Cerebral cavernous malformations (CCMs), or cavernomas, are abnormal vascular growths that arise in the central nervous system and have no approved medical treatment. Considered a monogenic disease caused by loss of function mutations in the CCM genes, the vast majority of CCMs arise in adults, often presenting as a single fast-growing lesion that culminates in hemorrhage or seizure. Though environmental differences explain the heterogeneity between individuals, why a single cavernoma suddenly becomes aggressive is unknown. Our study reveals a synergistic interaction that underlies a significant proportion of aggressive human CCMs and answers this long-standing question in the field. Using mouse genetic models, we show that cavernoma growth requires two distinct inputs, one through loss of the CCM protein complex as previously described, and another through gain of PI3K signaling, which can be provided either by endogenous angiogenic signals in the neonatal mouse model or by activating mutations in PIK3CA commonly found in cancer. We generated a novel adult mouse model that confirms neither CCM loss nor PI3K gain alone are sufficient, but together, lead to rapid growth of a cavernoma. We identify somatic mutations in PIK3CA in 71% of resected human cavernomas and via single-nucleus DNA sequencing, reveal that PIK3CA mutations arise in the same cells as CCM gene mutations. Considering that asymptomatic CCMs are not resected, this suggests that PIK3CA mutations play a driving role in clinically symptomatic lesions.
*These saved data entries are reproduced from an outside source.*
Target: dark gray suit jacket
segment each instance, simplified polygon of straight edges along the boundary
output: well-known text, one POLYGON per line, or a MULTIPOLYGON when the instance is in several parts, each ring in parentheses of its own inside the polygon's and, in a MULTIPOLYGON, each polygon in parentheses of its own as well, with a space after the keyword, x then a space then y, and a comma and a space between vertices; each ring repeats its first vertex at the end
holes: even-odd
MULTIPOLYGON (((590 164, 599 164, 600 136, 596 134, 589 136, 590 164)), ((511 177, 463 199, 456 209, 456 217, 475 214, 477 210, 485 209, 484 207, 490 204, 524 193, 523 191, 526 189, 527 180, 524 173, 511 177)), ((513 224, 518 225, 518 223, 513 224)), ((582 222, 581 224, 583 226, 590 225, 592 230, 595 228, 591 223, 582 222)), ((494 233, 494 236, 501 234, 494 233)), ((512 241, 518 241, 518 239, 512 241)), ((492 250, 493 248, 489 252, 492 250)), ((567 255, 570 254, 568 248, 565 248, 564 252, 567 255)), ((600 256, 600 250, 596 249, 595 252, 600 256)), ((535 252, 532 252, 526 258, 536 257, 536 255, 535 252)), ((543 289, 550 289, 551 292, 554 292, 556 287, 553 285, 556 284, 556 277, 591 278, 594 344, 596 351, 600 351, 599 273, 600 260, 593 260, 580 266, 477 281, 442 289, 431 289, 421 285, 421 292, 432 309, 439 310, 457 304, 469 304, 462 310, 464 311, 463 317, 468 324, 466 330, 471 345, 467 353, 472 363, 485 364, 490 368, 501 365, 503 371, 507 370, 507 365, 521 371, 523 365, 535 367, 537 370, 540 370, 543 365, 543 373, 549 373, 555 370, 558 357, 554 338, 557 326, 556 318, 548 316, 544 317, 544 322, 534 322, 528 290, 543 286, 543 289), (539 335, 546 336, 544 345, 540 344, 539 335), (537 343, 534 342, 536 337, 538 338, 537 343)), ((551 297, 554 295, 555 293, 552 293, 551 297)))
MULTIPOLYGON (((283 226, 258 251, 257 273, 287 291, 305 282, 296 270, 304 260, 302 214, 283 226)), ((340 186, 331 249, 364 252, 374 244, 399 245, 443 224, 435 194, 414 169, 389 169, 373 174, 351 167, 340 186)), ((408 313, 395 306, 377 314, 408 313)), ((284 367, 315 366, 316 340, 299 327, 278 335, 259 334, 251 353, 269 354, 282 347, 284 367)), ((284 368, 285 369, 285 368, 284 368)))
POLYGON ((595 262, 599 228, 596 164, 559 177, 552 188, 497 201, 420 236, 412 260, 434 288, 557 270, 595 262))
Our study establishes a “three-hit” mechanism analogous to cancer in which aggressive vascular malformations arise through the loss of vascular “suppressor genes” required to constrain vessel growth and gain of a vascular “oncogene” that stimulates excess vessel growth. To our knowledge, this is the first description of a compound genetic mechanism in vascular malformation pathogenesis. Consistent with these findings, the mTORC1 inhibitor Rapamycin effectively blocks CCM formation in both neonatal and adult mouse models. These studies suggest that clinically approved mTORC1 inhibitors are a promising therapeutic avenue for CCM disease, which at present can only be treated with neurosurgical resection.